La traque des nazis : un combat du passé ?

Le 15 juillet 2012 était retrouvé, vivant paisiblement dans son pays d’origine, le Hongrois Laszlo Csatary, 97 ans, présenté comme le criminel nazi le plus recherché du monde. Cette arrestation, l’âge avancé de cet homme et l’ancienneté de ses crimes représentent à n’en pas douter un symbole, et très probablement le point final de la traque. Dès la chute du 3° Reich et le suicide de son Führer, les découvertes faites par les Alliés des atrocités perpétrées par le régime nazi dans l’Europe entière ont convaincu les puissances victorieuses de la nécessité de juger les criminels de guerre, et donc d’abord de les retrouver. Tâche difficile s’il en était, puisque ceux qui n’avaient pas mis fin à leurs jours se fondaient dans la masse énorme des prisonniers de guerre, ou tentaient de quitter l’Europe en empruntant la « route des rats » et ses différentes filières.
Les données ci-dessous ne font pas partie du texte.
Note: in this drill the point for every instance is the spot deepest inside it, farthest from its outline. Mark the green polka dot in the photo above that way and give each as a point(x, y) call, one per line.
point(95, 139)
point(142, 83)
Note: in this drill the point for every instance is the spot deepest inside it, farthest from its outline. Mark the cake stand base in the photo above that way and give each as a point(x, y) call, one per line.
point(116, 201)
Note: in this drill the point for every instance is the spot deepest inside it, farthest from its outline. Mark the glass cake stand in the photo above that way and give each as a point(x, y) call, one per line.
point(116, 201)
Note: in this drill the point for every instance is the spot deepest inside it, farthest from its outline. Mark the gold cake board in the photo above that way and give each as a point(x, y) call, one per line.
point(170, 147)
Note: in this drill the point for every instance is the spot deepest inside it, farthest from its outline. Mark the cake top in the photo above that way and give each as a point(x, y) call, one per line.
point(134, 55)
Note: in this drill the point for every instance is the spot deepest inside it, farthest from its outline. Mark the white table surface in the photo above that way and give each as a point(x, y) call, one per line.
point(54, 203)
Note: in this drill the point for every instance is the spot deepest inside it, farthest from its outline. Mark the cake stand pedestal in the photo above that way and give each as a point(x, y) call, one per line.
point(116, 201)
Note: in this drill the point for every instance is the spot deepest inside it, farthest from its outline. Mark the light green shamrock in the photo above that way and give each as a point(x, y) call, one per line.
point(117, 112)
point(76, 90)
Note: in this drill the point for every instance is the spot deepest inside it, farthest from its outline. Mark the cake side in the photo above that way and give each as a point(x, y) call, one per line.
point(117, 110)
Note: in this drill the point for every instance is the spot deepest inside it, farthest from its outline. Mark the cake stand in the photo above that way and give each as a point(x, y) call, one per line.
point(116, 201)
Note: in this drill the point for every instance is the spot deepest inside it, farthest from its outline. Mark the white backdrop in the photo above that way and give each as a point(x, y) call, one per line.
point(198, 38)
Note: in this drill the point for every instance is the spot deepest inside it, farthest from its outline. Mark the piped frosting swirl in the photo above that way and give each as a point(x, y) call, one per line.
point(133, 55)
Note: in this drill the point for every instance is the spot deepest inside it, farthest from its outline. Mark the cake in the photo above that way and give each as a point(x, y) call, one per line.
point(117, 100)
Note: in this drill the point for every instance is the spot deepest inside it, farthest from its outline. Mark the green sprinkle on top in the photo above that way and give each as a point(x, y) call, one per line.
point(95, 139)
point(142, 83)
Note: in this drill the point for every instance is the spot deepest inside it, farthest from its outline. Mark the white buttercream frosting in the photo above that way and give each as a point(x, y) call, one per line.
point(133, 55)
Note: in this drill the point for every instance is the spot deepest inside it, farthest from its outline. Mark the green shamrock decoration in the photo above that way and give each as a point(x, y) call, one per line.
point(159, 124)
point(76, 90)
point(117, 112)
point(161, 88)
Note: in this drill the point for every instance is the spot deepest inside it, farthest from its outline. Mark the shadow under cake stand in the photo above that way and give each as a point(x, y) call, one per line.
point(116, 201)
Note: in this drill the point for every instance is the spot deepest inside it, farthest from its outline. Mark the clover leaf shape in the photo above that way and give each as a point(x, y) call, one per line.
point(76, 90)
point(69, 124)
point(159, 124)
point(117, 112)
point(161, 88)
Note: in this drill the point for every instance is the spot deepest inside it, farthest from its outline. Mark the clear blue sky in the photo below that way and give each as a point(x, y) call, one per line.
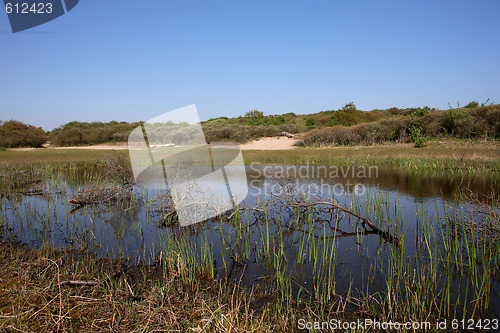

1ere octobre 1946 : condamnation des principaux dignitaires du régime nazi

Très tôt, certaines structures ont été mises en place par les puissances alliées, et notamment le CROWCASS (Registre central des criminels de guerre et des suspects pour la sécurité), chargées d’établir un fichier des criminels de guerre. Mais le manque de moyens et le peu d’organisation n’ont pas permis à ces structures d’atteindre leur but, et l’opération fût un fiasco. C’est notamment afin de mettre un terme à la vague d’exécutions sommaires et de lynchages des criminels nazis arrêtés et identifiés (notamment grâce au groupe sanguin tatoué sous le bras des SS), que fut organisé, sous l’impulsion du président Roosevelt, le procès de Nuremberg jugeant les plus hauts dignitaires du régime. Cette instance, qui dura presque un an et aboutit à la condamnation officielle du régime fut aussi l’occasion de définir la notion de crime contre l’humanité, dont la particularité juridique est l’imprescriptibilité, en vertu de laquelle les criminels nazis pourraient être jugés quel que soit le temps écoulé depuis les atrocités commises. On pouvait donc penser que de nouveaux Nuremberg se dérouleraient, mais la volonté quasi générale d’oublier les atrocités à peine découvertes fut la plus forte, et rapidement, un grand nombre de criminels nazis on pu réintégrer la vie civile, parfois même en Allemagne.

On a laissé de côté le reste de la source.